CCR5+ and CXCR3+CCR6+ CD4+ T cell frequencies peaked in PBMC 4 weeks after vaccination and remained elevated compared with pre-BCG regardless of SIV status (Extended Data Fig. 3a,b). CCR5 is expressed on effector T cells and is a co-receptor the facilitates HIV/SIV infection31,32, whereas T cells expressing both CXCR3 and CCR6 are associated with T helper 1 (TH1)/TH17 (TH1*) responses33,34. In addition, the frequency of circulating CD4+ T follicular helper (TFH) cells in SIV+ vaccinated animals were elevated across all timepoints, including pre-BCG, compared with SIV-naive animals, probably due to chronic SIV (Extended Data Fig. 3c). There was a small but significant reduction in CD4+ T regulatory (Treg) cells in both vaccinated groups 4 weeks after IV BCG (Extended Data Fig. 3d).

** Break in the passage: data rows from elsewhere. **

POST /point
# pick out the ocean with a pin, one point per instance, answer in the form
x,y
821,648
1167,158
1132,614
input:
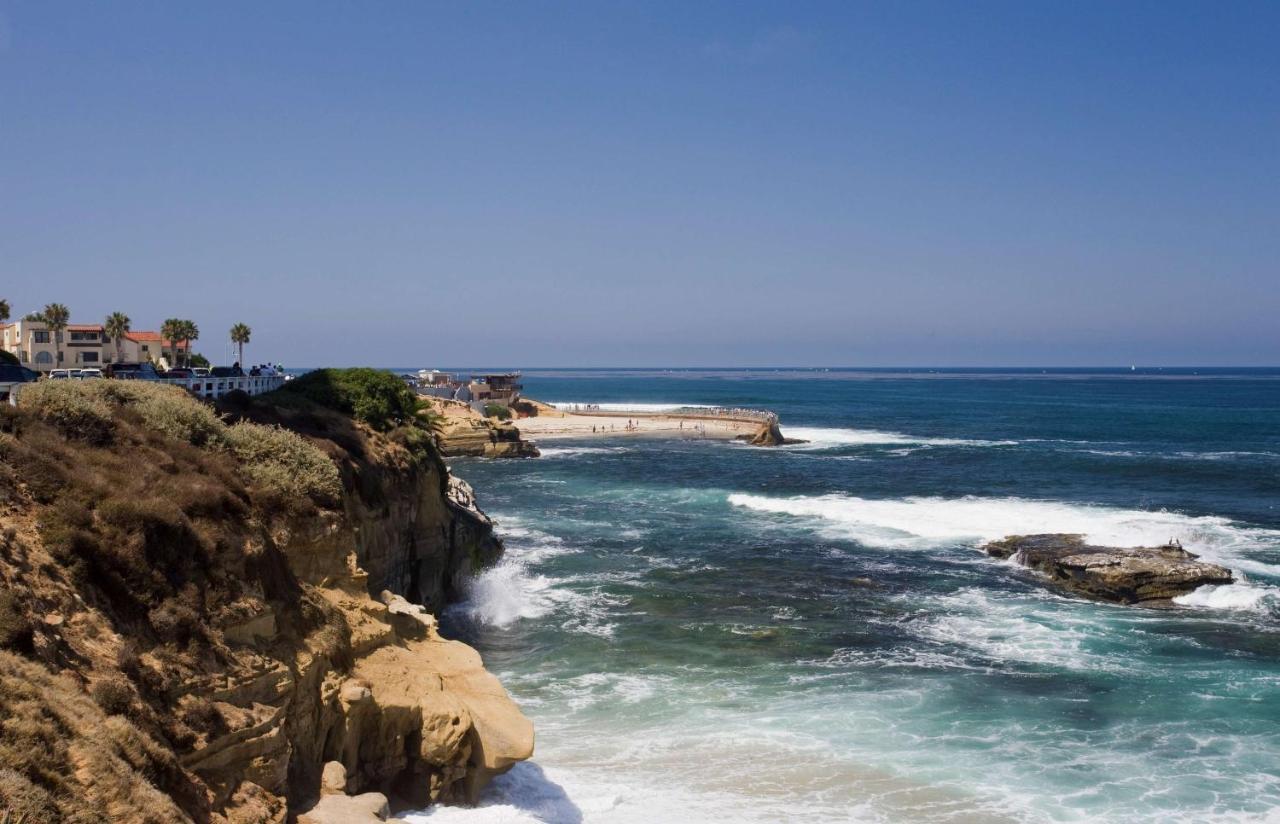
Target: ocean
x,y
704,631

CD4+ and CD8+ T cells in blood produced cytokines (IFNγ, TNF and IL-2) and increased expression of CD154, a marker associated with antigen-specificity35, upon stimulation to mycobacterial antigens (Mtb whole cell lysate (WCL)) at 4 and 12 weeks post-BCG (Fig. 4a, b), with no significant differences between SIV-naive and SIV+ macaques. Cytokine production by CD4+ T cells remained elevated in both groups until 12 weeks post-Mtb challenge (Fig. 4a). However, following Mtb challenge, cytokine production in response to peptide pools of the Mtb-specific antigens early secreted antigenic target-6 (ESAT-6) and cyan fluorescent protein-10 (CFP-10) (antigens not present in BCG) by CD4+ T cells was only observed in non-vaccinated SIV-naive or SIV+ macaques (Fig. 4c,d). IFNγ ELISpot assays of PBMC collected pre- and post-Mtb challenge also showed that both unvaccinated groups generated an IFNγ response to Mtb-specific ESAT-6 and CFP-10 (Fig. 4e). Notably, PBMC from vaccinated animals, regardless of SIV status, did not generate an IFNγ response to Mtb antigens (Fig. 4e). These data suggest that IV BCG induces rapid and early clearance of Mtb, precluding a measurable T cell response (IFNγ, TNF or IL-2) to infection, as noted in our previously published study on IV BCG in SIV-naive rhesus macaques16.
IV BCG induces mycobacterial-specific antibody responses
Recent studies have shown that humoral immunity may play role in the control of Mtb infection and is associated with protection by IV BCG20,36–38. Humoral responses to mycobacterial antigens (Mtb WCL) in plasma and BAL fluid (BALF) before and 12 weeks after IV BCG vaccination (4 weeks before Mtb challenge) were assessed by enzyme-linked immunosorbent assay (ELISA). There were significant increases in WCL-reactive IgG and IgA levels in the plasma and BALF of both SIV-naive and SIV+ animals following vaccination (Fig. 5a–d). WCL-reactive IgM in plasma increased after vaccination in SIV-naive but not in SIV+ animals (Fig. 5e). It is possible that we were unable to detect a change in plasma IgM in the SIV+ animals due to the high baseline IgM before IV BCG vaccination, which may be due to the inherent pentameric nature of IgM or presence of rheumatoid factor in plasma that contributes to high background levels39–41. Nevertheless, there was a significant increase in BALF IgM levels in both groups after IV BCG vaccination (Fig. 5f). Thus, IV BCG induces mycobacterial-specific humoral immune responses in both SIV-naive and SIV+ animals.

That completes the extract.